Strictement réservé aux élèves et à leurs chamôs de passage, le Bar de l’X était tenu par Marie et son époux Antoine depuis 1943. […]
Nous y avions tous un compte ouvert sur lequel Marie cochait avec toute notre confiance (et réciproquement), à l’aide de bâtons, les biroutes et les planteurs que nous consommions à toute occasion. On payait la note tous les mois ou tous les deux mois ou quand elle commençait à devenir trop imposante.
Le week-end, Marie préparait des magnans spéciaux pour les jarés du micral.
Nous avions même, ce qui était hautement prohibé par le règlement des PTT, relié le bar avec le standard téléphonique de l’École en tirant un fil dans les égouts de façon à ce que l’on puisse nous passer les communications qui nous étaient destinées.
À 10h14, Antoine sonnait le clairon afin de rappeler aux cocons de vite traverser la place et passer le P5 avant l’heure fatidique qui transformait la libre permission en une infraction passible d’une sanction exemplaire.

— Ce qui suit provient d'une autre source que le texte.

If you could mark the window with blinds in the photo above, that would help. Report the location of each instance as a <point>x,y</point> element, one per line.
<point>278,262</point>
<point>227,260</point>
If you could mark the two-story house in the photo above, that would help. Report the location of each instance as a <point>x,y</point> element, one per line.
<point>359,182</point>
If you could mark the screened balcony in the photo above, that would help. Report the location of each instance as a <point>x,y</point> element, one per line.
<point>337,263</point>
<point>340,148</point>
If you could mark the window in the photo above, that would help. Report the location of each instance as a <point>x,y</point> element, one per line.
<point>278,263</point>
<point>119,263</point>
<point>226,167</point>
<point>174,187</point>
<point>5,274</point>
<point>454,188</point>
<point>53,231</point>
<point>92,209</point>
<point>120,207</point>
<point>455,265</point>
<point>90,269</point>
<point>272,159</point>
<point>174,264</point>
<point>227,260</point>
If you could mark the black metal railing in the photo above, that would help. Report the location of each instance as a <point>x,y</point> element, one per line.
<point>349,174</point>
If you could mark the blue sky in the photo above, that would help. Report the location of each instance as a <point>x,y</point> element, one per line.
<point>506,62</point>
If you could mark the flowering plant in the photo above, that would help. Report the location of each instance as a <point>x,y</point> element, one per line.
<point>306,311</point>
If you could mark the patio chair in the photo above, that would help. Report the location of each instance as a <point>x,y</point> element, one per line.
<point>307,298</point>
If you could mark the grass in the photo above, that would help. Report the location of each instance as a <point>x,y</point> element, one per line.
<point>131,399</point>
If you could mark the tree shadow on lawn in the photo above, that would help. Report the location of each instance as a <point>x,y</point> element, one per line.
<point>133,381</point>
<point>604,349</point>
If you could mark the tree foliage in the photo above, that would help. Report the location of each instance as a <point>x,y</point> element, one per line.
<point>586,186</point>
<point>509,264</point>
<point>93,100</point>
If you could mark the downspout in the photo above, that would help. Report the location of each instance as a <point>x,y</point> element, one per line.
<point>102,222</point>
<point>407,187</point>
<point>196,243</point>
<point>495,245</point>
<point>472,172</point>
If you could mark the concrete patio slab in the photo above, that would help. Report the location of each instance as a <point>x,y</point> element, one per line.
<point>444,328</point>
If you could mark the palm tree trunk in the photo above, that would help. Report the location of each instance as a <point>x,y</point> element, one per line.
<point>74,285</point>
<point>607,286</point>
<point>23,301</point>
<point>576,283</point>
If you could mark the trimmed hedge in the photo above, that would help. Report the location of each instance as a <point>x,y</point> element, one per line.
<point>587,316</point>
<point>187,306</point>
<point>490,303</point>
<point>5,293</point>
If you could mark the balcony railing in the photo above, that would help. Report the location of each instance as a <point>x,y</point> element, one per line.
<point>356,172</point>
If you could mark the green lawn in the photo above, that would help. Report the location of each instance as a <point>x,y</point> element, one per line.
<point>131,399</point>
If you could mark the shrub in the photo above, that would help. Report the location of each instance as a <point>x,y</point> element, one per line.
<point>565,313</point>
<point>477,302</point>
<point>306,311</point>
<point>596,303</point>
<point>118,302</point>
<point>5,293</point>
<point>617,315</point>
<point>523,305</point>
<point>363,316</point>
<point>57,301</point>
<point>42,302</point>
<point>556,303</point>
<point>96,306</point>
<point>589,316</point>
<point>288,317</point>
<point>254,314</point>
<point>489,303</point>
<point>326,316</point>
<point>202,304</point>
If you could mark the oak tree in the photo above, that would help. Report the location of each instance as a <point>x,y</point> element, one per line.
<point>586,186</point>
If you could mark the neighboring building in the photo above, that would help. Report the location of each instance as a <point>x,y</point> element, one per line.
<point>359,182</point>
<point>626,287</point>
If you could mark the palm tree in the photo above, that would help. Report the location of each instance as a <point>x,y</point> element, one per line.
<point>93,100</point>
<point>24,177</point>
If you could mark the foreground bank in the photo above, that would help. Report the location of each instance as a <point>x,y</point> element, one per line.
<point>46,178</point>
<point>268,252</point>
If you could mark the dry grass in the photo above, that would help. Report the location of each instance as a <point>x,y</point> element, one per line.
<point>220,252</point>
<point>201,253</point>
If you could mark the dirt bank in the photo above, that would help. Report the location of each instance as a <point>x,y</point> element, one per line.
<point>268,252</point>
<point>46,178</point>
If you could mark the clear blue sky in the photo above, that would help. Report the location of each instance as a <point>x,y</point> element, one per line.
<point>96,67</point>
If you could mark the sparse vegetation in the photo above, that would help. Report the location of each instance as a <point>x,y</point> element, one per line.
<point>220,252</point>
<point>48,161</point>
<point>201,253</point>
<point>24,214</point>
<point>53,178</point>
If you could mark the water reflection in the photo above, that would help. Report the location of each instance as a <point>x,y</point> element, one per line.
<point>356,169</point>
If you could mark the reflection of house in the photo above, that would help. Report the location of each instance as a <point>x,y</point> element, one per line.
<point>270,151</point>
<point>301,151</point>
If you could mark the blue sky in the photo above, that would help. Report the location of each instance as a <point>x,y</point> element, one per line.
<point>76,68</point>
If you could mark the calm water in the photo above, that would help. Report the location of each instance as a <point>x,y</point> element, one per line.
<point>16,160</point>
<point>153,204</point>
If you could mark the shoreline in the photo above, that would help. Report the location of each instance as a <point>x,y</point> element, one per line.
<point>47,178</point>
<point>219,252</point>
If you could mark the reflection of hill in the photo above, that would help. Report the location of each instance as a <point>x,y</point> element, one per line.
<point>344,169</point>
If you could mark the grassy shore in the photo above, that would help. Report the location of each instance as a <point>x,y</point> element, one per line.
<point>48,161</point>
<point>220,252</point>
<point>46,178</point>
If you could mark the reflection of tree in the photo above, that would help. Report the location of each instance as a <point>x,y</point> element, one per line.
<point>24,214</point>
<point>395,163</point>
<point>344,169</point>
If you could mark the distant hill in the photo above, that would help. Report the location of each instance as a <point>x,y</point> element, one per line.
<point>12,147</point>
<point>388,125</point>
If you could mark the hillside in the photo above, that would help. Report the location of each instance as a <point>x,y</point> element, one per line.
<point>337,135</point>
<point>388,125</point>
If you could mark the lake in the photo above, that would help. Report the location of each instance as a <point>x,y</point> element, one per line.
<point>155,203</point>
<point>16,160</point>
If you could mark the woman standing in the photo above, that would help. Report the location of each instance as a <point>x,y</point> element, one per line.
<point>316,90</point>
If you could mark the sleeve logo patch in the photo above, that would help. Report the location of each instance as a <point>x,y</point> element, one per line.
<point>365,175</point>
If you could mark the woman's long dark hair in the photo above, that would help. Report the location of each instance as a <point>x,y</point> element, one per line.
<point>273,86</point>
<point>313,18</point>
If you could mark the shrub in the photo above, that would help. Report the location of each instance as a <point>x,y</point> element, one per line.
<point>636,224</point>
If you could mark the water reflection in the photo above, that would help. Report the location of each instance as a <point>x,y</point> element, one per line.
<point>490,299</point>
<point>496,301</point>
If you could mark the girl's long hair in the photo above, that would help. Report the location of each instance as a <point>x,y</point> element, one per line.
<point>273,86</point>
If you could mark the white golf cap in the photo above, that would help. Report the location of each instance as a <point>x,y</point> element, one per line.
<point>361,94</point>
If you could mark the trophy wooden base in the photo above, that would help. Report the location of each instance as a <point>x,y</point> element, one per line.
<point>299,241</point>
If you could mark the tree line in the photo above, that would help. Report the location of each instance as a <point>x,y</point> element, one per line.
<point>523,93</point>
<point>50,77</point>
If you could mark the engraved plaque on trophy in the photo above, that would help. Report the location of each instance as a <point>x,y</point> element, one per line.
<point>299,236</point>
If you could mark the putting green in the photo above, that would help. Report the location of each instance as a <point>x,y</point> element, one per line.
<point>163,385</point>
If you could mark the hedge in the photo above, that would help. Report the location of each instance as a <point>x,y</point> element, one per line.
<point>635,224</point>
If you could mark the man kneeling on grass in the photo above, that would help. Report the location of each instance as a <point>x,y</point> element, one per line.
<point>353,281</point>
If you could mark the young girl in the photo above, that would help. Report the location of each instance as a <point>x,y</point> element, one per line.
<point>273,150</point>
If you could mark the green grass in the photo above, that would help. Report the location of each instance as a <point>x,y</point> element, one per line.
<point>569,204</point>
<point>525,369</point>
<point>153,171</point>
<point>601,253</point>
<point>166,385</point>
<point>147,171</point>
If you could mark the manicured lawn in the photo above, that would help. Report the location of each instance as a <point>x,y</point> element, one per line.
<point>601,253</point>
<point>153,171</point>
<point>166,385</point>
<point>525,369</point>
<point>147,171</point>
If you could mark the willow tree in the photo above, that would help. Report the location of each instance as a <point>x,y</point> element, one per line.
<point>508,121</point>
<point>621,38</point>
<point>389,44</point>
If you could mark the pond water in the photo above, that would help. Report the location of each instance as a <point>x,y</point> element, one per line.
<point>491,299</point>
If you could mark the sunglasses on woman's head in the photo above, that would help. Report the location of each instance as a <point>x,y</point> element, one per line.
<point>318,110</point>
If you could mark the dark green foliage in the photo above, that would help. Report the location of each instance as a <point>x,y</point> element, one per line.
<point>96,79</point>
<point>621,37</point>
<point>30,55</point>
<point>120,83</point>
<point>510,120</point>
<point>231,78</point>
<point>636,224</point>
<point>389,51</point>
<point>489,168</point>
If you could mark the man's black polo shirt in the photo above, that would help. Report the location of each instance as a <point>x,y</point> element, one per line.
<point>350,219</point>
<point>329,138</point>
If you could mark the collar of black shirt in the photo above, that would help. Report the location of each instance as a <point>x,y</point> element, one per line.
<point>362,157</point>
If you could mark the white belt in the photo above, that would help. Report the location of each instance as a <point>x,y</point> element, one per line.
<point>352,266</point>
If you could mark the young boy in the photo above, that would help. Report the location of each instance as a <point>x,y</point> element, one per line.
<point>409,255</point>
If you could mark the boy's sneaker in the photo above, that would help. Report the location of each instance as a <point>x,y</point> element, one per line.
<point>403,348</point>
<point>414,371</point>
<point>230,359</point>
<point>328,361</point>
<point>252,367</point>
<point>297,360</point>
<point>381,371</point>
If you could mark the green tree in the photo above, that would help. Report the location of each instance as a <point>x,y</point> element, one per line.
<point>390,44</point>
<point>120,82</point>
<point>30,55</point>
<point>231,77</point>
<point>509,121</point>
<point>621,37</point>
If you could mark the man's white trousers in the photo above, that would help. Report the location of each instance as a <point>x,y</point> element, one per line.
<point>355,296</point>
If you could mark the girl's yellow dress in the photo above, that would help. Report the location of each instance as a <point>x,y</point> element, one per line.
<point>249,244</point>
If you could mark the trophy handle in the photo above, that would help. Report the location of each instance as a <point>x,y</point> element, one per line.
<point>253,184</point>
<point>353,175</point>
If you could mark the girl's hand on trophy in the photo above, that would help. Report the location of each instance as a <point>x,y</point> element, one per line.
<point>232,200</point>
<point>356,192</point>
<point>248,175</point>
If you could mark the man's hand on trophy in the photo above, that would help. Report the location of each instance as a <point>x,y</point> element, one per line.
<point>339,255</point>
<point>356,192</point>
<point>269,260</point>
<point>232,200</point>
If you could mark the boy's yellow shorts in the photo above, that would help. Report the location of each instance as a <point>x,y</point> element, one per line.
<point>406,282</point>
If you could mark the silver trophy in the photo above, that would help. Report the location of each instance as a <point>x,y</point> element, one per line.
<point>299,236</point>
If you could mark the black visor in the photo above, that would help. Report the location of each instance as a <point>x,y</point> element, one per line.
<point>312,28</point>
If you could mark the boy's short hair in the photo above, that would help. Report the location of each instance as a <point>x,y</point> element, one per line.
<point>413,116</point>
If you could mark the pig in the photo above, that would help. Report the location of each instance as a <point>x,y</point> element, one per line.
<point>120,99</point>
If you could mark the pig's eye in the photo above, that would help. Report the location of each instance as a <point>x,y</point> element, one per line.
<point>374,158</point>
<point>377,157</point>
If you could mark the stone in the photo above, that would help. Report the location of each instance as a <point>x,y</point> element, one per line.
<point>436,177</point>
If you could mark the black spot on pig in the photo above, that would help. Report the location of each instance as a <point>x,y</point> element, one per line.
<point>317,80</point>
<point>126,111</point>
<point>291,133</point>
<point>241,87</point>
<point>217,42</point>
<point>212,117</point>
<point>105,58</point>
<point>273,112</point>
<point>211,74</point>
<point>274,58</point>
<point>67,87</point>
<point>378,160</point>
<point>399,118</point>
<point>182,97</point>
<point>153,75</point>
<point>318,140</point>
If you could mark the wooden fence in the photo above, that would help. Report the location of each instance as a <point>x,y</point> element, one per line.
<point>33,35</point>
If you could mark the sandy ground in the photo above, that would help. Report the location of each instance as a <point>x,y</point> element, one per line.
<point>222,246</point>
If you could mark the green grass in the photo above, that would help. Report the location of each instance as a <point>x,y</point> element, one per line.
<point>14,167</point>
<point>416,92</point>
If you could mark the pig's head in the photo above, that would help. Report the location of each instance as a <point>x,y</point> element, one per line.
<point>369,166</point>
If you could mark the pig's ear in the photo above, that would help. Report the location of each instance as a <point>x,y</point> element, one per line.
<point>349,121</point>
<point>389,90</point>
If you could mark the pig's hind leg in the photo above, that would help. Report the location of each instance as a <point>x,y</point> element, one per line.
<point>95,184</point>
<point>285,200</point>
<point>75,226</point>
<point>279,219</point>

Mais la Marie, bien qu’on y consommât, surtout des planteurs, n’était pas qu’un bar. Bien qu’on y mangeât des sandwiches et surtout des biroutes, la Marie n’était ni une brasserie, ni un restaurant. La Marie c’était le haut lieu de la convivialité polytechnicienne. Marie était notre mère, notre maman, à notre écoute, aux petits soins de ces jeunes garçons, à peine sortis de l’adolescence, pas encore majeurs, solitaires, loin de leurs vraies mamans, internés malgré eux « pour la patrie, les sciences et la gloire » et un peu paumés dans une ville souvent inconnue pour beaucoup d’entre eux.
La Marie, c’était aussi la mémoire de la Montagne, la courroie de transmission entre des dizaines de promotions qui ne s’étaient côtoyées que deux à deux. La Marie fut pendant plus de trente ans la spectatrice et la complice souriante et généreuse de tous les « exploits » des promos précédentes qu’elle se plaisait à évoquer : les micralés qui, à trois heures du matin, ont court-circuité la sirène d’alarme et affolé tout le quartier pendant vingt minutes, les portes des capitaines, murées en une nuit, les essais balistiques effectués avec l’un des canons de l’École, et qui provoquèrent quelques dégâts rue de la Montagne, un X rouge (ou jaune) peint sur le dôme du Panthéon, des déportations qui aboutirent à Dijon, Lyon ou Coëtquidan, les lévriers de la Générale qui furent peints, l’un en jaune et l’autre en rouge, pour être retrouvés plus facilement, sans oublier l’éternel Ferdinand Lop qui inaugura des vespasiennes après une réception solennelle.
Bref, sans le Bar de l’X et La Marie, on se demande comment les carvas eussent pu résister deux années pleines aux conditions insupportables des programmes scientifiques et militaires auxquels ils étaient soumis.